In the light of this judgment, which was in fact referred to by NUGENT J in the MM Construction case supra I am, with respect,unable to align myself with the comments of the learned Judge at 1311I - 1312A to the effect that there may be cases where the absence of one of the essential elements referred to in Chetty’s case will not necessarily be fatal to an application for rescission. On the other hand, the further comment of NUGENT J that where the two elements are present they are to be weighed together with other relevant factors in determining whether it would be fair and just to grant the application (which the learned Judge categorised as an “indulgence”, a description about which I have reservations) is in keeping with what was said in Chetty’s case.
[26] In Chetty’s case reference was made to the requirement that on the merits there should be a bona fide defence. In that case the applicant for rescission had been the respondent in an application against whom a default judgment had been given. In the present case the third respondent had been the applicant whose claim was dismissed on the basis of his default. The merits therefore relate to a bona fide claim. Precisely what was embraced in that claim is an aspect to which I will revert presently.

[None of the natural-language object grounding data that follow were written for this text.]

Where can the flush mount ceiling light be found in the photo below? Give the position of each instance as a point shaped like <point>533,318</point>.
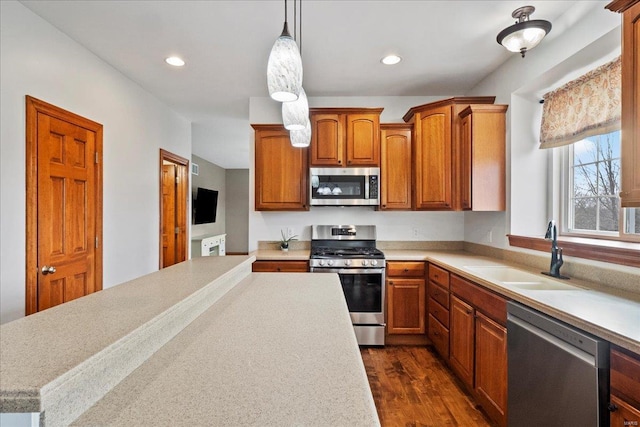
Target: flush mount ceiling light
<point>391,60</point>
<point>175,61</point>
<point>284,70</point>
<point>524,35</point>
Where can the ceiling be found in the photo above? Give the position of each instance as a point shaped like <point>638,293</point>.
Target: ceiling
<point>447,48</point>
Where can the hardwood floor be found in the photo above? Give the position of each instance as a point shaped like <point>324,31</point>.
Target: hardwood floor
<point>412,387</point>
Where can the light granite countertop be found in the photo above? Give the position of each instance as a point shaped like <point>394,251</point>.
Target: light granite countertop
<point>607,312</point>
<point>204,342</point>
<point>283,352</point>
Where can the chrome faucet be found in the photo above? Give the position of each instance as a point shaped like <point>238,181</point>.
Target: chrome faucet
<point>556,252</point>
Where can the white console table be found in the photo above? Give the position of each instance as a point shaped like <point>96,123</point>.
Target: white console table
<point>208,246</point>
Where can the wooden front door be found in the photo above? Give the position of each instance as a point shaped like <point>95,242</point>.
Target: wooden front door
<point>64,206</point>
<point>173,208</point>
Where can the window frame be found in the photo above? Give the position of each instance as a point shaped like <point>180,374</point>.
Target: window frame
<point>565,206</point>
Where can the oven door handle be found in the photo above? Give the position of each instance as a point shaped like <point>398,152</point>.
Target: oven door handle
<point>348,270</point>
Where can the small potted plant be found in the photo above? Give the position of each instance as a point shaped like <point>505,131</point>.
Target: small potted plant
<point>284,242</point>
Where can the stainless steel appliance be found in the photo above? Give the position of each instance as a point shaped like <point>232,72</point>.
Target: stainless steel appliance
<point>345,186</point>
<point>557,375</point>
<point>350,251</point>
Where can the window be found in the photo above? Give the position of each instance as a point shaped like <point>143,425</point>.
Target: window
<point>592,202</point>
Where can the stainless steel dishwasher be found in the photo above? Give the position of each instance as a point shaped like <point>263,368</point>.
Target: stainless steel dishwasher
<point>557,375</point>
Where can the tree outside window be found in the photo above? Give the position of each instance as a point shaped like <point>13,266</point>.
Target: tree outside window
<point>594,188</point>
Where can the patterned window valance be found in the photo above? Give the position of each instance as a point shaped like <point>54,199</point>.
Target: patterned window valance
<point>589,105</point>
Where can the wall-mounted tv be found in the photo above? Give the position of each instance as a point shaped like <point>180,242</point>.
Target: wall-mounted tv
<point>205,206</point>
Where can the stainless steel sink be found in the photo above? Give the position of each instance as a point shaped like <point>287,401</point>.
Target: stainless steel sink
<point>513,277</point>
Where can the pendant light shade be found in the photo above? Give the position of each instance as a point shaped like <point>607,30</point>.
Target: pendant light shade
<point>295,114</point>
<point>284,70</point>
<point>301,138</point>
<point>524,35</point>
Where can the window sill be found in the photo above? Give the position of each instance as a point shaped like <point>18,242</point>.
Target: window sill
<point>624,253</point>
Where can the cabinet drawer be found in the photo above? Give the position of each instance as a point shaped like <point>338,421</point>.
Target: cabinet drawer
<point>625,375</point>
<point>280,267</point>
<point>439,294</point>
<point>405,269</point>
<point>439,312</point>
<point>439,335</point>
<point>494,306</point>
<point>439,275</point>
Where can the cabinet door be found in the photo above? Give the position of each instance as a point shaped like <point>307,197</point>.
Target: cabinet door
<point>327,139</point>
<point>280,266</point>
<point>363,140</point>
<point>461,351</point>
<point>406,306</point>
<point>395,168</point>
<point>630,158</point>
<point>433,147</point>
<point>491,367</point>
<point>624,414</point>
<point>281,171</point>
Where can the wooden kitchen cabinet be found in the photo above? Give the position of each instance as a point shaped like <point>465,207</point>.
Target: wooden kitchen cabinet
<point>462,348</point>
<point>281,171</point>
<point>345,136</point>
<point>406,298</point>
<point>482,160</point>
<point>630,158</point>
<point>438,306</point>
<point>280,266</point>
<point>395,166</point>
<point>625,388</point>
<point>436,151</point>
<point>478,337</point>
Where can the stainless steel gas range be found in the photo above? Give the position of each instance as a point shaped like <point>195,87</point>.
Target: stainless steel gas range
<point>350,251</point>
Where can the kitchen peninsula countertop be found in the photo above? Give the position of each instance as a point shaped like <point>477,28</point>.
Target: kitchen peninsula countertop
<point>607,312</point>
<point>205,342</point>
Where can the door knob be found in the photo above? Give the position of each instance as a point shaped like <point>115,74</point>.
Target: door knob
<point>48,270</point>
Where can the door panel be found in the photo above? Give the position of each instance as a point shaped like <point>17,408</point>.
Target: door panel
<point>66,211</point>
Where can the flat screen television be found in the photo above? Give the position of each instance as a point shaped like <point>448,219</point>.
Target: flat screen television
<point>205,206</point>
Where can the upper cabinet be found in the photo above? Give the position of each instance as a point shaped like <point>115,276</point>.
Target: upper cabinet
<point>630,9</point>
<point>482,158</point>
<point>281,171</point>
<point>345,136</point>
<point>395,167</point>
<point>436,152</point>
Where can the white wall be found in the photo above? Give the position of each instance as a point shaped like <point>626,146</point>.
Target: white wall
<point>38,60</point>
<point>211,177</point>
<point>588,35</point>
<point>237,210</point>
<point>402,225</point>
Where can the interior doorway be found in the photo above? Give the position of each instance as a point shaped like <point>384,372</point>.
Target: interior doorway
<point>174,185</point>
<point>63,206</point>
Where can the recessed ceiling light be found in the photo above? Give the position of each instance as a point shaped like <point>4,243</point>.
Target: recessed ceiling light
<point>175,61</point>
<point>391,59</point>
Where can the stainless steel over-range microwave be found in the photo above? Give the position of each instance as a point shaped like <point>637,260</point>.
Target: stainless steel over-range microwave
<point>345,186</point>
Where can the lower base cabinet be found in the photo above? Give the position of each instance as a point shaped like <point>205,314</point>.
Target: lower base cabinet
<point>280,266</point>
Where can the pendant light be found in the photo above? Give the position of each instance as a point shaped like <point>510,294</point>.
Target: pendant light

[27] Similarly, the comments in the M M Construction case supra at 1312H and in the Thompson’s Security case supra at 395A-B that what was required in respect of the “merits” element was averments by the applicant which, if proved, could reasonably result in the court’s making a different determination from that already made, were dictated by the circumstance that a determination had been made and it was that determination that was sought to be rescinded. In casu no determination was made, but the application was dismissed on the basis of the point in limine invoked by the applicant in the present proceedings. The “merits” element therefore required averments by on or behalf of the third respondent demonstrating that, prima facie, he had some prospect of successfully securing a determination in his favour. Again, precisely what those averments were required to canvass is an aspect to which I will revert later.
[28] It is also correct that in the exercise of its discretion the court, on the issue of whether an acceptable explanation has been tendered for the default in question, will be slow to penalise a litigant, who was personally innocent, for the neglect of his attorney or other representative. The authorities are, however, clear that the line will be drawn somewhere and that the stage may be reached where, notwithstanding the personal innocence of the litigant, he will be visited with the consequence of gross neglect on the part of his representative and, in appropriate cases, be non-suited.
[29] In casu it may be accepted that the third respondent personally was innocent.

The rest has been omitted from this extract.